そこで、食中毒菌の培養及び検出における省力化や迅速化、消耗品廃棄の減少を目的とし、複数の食中毒菌を同一の培地で同時に培養する技術の研究開発が行われている。
また、特許文献2に記載の方法では、増殖させることが難しいリステリアを含む複数の食中毒菌を同時に培養可能にしたことが記載されている。
また、特許文献2において用いられている培地では、黄色ブドウ球菌を十分に増殖させることができず、これを適切に検出できないという問題があった。
さらに、特許文献1及び2では、対象菌を103cfu/ml以上に増殖させることが目的であるため、迅速検査法などに応用するためには感度が足りず、汎用性に欠けるという問題があった。

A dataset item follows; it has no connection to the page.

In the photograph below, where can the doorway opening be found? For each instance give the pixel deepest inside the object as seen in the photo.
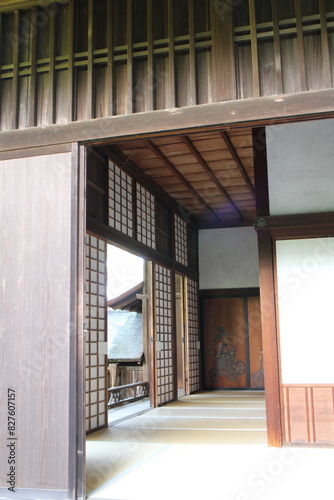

また、本発明の食中毒菌の検出方法は、ペプトン、酵母エキス、及び硫酸マグネシウムを含有する培養培地を用いて、少なくとも黄色ブドウ球菌を含む複数の食中毒菌を同時に増殖させ、増殖させた食中毒菌からDNAを抽出し、食中毒菌のDNAの増幅対象領域を特異的に増幅させるためのプライマーをPCR用溶液に加えて、PCRにより増幅対象領域を増幅させ、得られた増幅産物を検出する方法である。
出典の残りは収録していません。